Journal List > Korean J Gynecol Oncol > v.17(4) > 1123382

Park, Shin, Kim, Sung, Han, Ju, and Kim: Study on consecutive light microscopic changes of tumor cells and apoptotic index observed in serial cervical biopsies during neoadjuvant chemotherapy with 5-fluorouracil and cisplatin in locally advanced cervical cancer

Abstract

OBJECTIVE

To determine the effects of neoadjuvant chemotherapy (5-fluorouracil plus cisplatin) on tumor cell morphology and apoptosis by analyzing the consecutive changes of apoptotic index (AI) and histology observed in the serially obtained cervical cancer tissues during the chemotherapy.

METHODS

Cervical cancer tissues were obtained by punch biopsy just before starting the each cycle of neoadjuvant chemotherapy from five patients with locally advanced disease (stage IIb-IIIb), but previously untreated squamous cell carcinoma of uterine cervix. All patients were treated with three cycles of 5-fluorouracil (1,000 mg/m2 at day #1-5) and cisplatin (60 mg/m2 at day #1) at 3 weeks interval. All H & E stained cervical cancer tissue slides were scored for apoptotic index and observed for microscopic changes of tumor cells by a pathologist.

RESULTS

After the first cycle of chemotherapy, AI was significantly increased (from 2 times to 8 times). And widespread injury to cytoplasm was observed and followed by karyorrhexis and karyolysis of nucleus of tumor cells.
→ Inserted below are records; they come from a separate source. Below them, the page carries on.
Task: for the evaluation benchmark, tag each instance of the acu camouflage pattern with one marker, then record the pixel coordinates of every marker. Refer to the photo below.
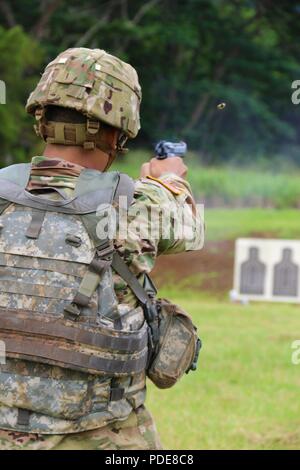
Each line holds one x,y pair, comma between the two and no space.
95,83
137,432
64,401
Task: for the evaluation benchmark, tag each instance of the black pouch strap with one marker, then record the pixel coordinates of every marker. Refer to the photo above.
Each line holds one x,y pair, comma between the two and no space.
121,268
91,280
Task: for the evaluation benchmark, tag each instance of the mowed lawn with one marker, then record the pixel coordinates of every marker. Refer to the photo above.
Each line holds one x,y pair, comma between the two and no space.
245,394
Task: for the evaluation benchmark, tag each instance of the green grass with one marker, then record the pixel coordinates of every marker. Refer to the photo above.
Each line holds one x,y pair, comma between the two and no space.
228,185
245,394
227,224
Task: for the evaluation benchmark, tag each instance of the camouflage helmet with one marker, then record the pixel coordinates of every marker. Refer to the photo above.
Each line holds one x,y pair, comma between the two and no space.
91,81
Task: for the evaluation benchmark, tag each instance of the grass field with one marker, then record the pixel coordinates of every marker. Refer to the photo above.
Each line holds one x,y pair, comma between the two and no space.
229,186
245,394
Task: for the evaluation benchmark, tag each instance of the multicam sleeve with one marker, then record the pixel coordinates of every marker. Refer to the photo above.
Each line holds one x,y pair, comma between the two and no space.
173,220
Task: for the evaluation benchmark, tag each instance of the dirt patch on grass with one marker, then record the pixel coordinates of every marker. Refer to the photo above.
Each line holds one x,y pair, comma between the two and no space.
210,269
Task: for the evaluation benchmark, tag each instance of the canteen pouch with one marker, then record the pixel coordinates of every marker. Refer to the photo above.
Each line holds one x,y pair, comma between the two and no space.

The size of tumor nests was reduced and it was also noted that fibrosis and infiltration of inflammatory cells were increased. The parts of tumor nests were replaced by mature squamous cells and the changes in nuclear morphologic features pointing in a more differentiated direction. But after the second cycle of chemotherapy, only one patient showed an increase in AI by 1.2 times over that after the first cycle of chemotherapy. The rest showed slight decreases in AI compared to that after the first cycle of chemotherapy. In addition, fewer microscopic morphologic changes of tumor cells induced by chemotherapy were observed after the second cycle of chemotherapy compared to those after the first cycle of chemotherapy.

CONCLUSION

We found that AI hardly increased or rather decreased, and that microscopic changes of tumor cells were fewer after the second cycle of neoadjuvant chemotherapy compared to the situation after the first cycle of chemotherapy. Thus, we could deduce that chemoresistance might rapidly develop in cervical cancer cells after the first cycle of neoadjuvant chemotherapy using 5-fluorouracil and cisplatin. So we need to consider this problem when we treat the locally advanced cervical cancer patients with neoadjuvant chemotherapy using 5-fluorouracil and cisplatin.